What nice example can one give a beginner to really motivate the idea of a slice category, before they've met the more general notion of a comma category?
There's the toy example of a poset category with the slices as principal ideals -- but that doesn't exactly elicit the thought "Yep! That's pretty interesting ..."
If $P$ is a partial order and $a \in P$, then the interval $[a,\infty]$ is nothing else than the slice category $a / P$. If $a,b \in P$ with $a \leq b$, then $[a,b] = (a / P)/b$.
A coloring of a set $X$ by $r$ colors $c=\{c_1,\dotsc,c_r\}$ is just a map $X \to \{c_1,\dotsc,c_r\}$. The slice category $\mathsf{Set}/c$ is the category of $c$-colored sets, which plays a role in combinatorics.
In algebraic topology we often need base points; for example in order to make sense of the fundamental group.
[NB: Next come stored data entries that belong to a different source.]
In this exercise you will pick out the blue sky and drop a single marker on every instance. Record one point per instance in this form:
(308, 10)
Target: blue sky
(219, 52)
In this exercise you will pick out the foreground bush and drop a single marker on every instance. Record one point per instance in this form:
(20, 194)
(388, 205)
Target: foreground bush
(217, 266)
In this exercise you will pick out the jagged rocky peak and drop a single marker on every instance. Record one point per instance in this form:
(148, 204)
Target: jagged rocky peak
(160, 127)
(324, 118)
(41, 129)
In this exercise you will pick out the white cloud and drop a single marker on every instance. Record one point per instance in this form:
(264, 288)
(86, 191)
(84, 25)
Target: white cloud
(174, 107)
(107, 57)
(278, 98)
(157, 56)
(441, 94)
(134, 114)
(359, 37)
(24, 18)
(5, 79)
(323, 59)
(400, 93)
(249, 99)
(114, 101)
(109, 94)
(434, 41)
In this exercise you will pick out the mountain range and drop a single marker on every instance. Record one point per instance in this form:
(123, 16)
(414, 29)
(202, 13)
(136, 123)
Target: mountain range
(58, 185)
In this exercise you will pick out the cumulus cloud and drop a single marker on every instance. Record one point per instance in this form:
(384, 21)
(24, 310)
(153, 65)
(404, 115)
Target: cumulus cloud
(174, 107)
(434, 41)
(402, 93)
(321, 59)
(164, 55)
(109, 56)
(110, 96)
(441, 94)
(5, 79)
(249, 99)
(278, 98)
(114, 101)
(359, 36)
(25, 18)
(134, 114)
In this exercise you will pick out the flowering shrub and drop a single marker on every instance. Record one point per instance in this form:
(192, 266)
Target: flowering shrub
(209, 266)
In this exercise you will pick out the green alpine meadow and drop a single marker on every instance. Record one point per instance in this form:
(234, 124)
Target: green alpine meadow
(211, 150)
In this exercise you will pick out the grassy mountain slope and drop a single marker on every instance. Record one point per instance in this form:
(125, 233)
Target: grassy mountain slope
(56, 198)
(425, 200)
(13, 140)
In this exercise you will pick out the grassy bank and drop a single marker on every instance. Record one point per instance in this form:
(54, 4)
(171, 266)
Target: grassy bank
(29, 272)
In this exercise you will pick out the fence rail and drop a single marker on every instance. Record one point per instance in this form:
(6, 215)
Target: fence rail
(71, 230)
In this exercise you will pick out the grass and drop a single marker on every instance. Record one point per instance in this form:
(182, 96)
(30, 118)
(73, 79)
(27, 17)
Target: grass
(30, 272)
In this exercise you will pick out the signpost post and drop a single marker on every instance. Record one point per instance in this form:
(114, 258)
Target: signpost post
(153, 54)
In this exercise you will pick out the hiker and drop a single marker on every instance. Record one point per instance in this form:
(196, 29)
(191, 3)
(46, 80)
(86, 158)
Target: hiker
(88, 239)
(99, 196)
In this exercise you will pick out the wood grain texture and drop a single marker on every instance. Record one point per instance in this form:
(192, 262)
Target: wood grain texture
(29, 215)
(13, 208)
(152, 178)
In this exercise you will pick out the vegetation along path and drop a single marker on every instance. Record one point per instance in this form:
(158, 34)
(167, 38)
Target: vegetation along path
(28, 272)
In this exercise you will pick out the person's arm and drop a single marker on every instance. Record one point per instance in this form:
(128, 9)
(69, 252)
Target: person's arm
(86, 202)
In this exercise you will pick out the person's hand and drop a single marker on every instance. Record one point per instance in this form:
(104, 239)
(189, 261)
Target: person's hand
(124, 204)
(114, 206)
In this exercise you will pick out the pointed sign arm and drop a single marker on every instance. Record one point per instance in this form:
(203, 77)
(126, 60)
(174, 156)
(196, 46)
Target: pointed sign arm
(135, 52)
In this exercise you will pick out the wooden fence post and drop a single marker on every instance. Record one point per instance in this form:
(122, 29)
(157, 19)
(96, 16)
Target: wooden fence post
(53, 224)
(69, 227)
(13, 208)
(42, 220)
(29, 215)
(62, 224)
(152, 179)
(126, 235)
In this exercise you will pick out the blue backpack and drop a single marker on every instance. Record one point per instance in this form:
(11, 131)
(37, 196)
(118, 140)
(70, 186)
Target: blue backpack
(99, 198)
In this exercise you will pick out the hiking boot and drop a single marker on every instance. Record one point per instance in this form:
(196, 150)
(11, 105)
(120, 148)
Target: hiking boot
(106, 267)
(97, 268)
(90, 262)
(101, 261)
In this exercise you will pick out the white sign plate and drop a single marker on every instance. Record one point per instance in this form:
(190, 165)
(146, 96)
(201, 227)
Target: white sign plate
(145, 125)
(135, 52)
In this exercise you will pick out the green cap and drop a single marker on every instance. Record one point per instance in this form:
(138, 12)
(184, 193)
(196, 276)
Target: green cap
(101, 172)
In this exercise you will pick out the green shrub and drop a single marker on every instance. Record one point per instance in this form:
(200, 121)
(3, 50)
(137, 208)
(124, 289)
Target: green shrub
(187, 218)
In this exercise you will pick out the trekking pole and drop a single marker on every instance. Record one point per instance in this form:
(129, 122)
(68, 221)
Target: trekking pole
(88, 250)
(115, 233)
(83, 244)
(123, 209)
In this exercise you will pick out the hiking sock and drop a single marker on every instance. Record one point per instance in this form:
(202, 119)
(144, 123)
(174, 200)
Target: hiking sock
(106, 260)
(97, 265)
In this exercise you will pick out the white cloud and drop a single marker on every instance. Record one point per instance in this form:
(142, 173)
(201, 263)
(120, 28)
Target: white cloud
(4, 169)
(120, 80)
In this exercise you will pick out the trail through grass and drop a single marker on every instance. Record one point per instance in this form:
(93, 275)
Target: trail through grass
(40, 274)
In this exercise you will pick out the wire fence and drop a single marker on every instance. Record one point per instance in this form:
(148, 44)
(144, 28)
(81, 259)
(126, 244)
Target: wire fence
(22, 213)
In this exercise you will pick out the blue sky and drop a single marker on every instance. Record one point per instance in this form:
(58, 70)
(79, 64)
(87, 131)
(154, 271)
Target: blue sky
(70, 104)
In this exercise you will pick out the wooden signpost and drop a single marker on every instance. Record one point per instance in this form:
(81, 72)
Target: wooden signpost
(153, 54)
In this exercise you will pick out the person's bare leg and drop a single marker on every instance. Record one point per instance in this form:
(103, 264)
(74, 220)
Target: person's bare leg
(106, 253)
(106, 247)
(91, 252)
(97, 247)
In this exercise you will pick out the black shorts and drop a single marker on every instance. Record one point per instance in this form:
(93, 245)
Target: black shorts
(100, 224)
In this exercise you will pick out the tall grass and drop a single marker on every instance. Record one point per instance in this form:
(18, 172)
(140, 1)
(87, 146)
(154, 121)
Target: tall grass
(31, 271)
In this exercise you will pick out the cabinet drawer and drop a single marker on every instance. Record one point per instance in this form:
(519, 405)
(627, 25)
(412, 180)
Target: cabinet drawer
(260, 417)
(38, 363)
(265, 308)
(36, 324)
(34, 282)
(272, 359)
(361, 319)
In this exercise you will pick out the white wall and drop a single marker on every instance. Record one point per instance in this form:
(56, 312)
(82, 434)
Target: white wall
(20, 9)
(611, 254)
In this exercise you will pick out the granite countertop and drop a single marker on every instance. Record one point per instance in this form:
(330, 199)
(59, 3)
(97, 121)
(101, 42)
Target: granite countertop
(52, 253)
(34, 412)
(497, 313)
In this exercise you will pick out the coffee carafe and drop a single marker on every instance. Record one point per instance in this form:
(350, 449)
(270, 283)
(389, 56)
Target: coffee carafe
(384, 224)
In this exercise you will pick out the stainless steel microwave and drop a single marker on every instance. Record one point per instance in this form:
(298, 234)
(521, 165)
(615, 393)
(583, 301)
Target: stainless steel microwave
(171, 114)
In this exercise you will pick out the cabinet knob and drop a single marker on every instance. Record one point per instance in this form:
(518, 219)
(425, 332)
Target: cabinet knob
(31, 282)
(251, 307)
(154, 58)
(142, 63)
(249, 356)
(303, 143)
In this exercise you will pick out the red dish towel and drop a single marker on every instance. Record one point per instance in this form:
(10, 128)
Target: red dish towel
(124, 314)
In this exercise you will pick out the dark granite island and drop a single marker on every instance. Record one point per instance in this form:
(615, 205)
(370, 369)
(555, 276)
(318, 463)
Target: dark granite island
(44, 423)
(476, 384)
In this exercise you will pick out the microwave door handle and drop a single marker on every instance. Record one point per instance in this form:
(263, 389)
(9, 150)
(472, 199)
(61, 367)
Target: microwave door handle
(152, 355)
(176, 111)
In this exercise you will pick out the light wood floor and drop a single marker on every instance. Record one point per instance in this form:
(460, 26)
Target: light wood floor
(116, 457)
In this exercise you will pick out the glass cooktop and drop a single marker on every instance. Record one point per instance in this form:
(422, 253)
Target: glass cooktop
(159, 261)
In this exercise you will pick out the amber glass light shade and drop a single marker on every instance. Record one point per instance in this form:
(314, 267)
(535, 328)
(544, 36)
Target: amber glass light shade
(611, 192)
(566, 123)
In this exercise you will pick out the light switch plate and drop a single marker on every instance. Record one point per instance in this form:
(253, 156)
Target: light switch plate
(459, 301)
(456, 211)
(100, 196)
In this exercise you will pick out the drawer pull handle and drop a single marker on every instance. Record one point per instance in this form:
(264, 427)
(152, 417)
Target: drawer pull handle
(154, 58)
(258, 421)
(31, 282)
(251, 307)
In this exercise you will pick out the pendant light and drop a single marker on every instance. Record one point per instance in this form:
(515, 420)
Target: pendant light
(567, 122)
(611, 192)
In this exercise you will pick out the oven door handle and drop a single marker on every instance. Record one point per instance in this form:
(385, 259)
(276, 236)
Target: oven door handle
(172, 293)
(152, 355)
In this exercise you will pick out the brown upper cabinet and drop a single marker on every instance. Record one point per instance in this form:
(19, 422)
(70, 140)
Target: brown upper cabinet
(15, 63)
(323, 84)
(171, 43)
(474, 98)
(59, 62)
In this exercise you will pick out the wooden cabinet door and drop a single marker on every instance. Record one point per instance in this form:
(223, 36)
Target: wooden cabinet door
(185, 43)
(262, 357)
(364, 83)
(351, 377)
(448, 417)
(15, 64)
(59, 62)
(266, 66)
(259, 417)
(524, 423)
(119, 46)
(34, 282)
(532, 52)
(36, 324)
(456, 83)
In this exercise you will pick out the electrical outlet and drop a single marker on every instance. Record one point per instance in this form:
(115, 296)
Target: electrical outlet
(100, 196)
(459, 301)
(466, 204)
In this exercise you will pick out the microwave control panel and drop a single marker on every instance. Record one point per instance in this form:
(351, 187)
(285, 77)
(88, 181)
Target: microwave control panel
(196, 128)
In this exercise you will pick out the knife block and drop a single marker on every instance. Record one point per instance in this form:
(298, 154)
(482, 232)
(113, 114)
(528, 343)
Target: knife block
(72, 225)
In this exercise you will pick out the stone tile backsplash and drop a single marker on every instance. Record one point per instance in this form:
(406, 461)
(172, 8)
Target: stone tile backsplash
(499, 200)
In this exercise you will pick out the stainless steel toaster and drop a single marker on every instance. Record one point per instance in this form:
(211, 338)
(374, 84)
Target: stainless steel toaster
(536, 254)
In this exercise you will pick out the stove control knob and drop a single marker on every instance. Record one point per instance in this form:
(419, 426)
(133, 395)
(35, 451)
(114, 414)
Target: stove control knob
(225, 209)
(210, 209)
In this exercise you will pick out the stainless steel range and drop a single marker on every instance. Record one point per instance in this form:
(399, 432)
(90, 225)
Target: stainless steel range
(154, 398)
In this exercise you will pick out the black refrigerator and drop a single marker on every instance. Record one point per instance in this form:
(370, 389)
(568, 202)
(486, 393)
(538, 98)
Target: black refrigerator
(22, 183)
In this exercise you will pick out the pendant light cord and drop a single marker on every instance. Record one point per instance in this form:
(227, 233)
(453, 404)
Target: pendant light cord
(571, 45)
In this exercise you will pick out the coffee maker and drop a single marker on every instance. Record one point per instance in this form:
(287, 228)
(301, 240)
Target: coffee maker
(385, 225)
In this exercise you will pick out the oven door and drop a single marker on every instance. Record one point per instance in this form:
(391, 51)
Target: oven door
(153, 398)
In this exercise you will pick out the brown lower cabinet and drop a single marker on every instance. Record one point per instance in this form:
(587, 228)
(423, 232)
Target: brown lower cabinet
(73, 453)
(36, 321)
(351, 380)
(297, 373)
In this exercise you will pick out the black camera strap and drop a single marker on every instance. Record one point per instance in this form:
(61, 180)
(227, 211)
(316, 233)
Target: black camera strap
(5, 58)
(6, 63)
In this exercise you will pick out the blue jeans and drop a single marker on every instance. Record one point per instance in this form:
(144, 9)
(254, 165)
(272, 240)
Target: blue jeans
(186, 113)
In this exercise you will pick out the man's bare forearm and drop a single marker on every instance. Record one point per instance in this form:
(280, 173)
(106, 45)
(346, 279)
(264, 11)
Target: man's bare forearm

A pointed topological space is a pair $(X,x_0)$ consisting of a topological space $X$ and a point $x_0 \in X$. But such a point is the same as a morphism $\{*\} \to X$. Therefore, the category of pointed topological spaces is just the slice category $\{*\} / \mathsf{Top}$.
If $R$ is a commutative ring, then the category of commutative $R$-algebras is (isomorphic to) the slice category $R / \mathsf{CRing}$.
The coproduct of two commutative $R$-algebras $A,B$ is $A \otimes_R B$, the coproduct of two pointed spaces $X,Y$ is $X \vee_{*} Y$ (wedge sum). Both results can be seen as special cases of the general fact that coproducts in a slice category $X / C$ are just pushouts in $C$ (over $X$).
In general category theory, slice categories are used to switch between various notions of universal properties. This is useful for example in order to deduce Freyd's Adjoint Functor Theorem from Freyd's criterion for the existence of initial objects.
In general, if $X$ is an object of a category $C$, then often one refers to $C / X$ as the category of objects over $X$. The mental image is the following: $$\begin{array}{c} Y \\ \downarrow \\ X \end{array}$$ Grothendieck suggested to think of these objects as "generalized fibrations". If $C$ is a category of geometric objects (e.g. schemes, stacks, topological spaces, topological manifolds, smooth manifolds, orbifolds), then we often look at a full subcategory of $C / X$ with some geometric assumptions on $Y \to X$ (e.g. local isomorphism aka sheaf, covering, fibration, vector bundle, principal bundle) and try to understand $X$ via this subcategory of objects over $X$.
If $K$ is a field, then $\mathsf{Vect}_K ~ / ~ K$, after removing the trivial homomorphisms $0 : V \to K$, is equivalent to the category of affine spaces over $K$ ("vector spaces which have forgotten their origin"). This description makes it quite easy to find limits and colimits of affine spaces.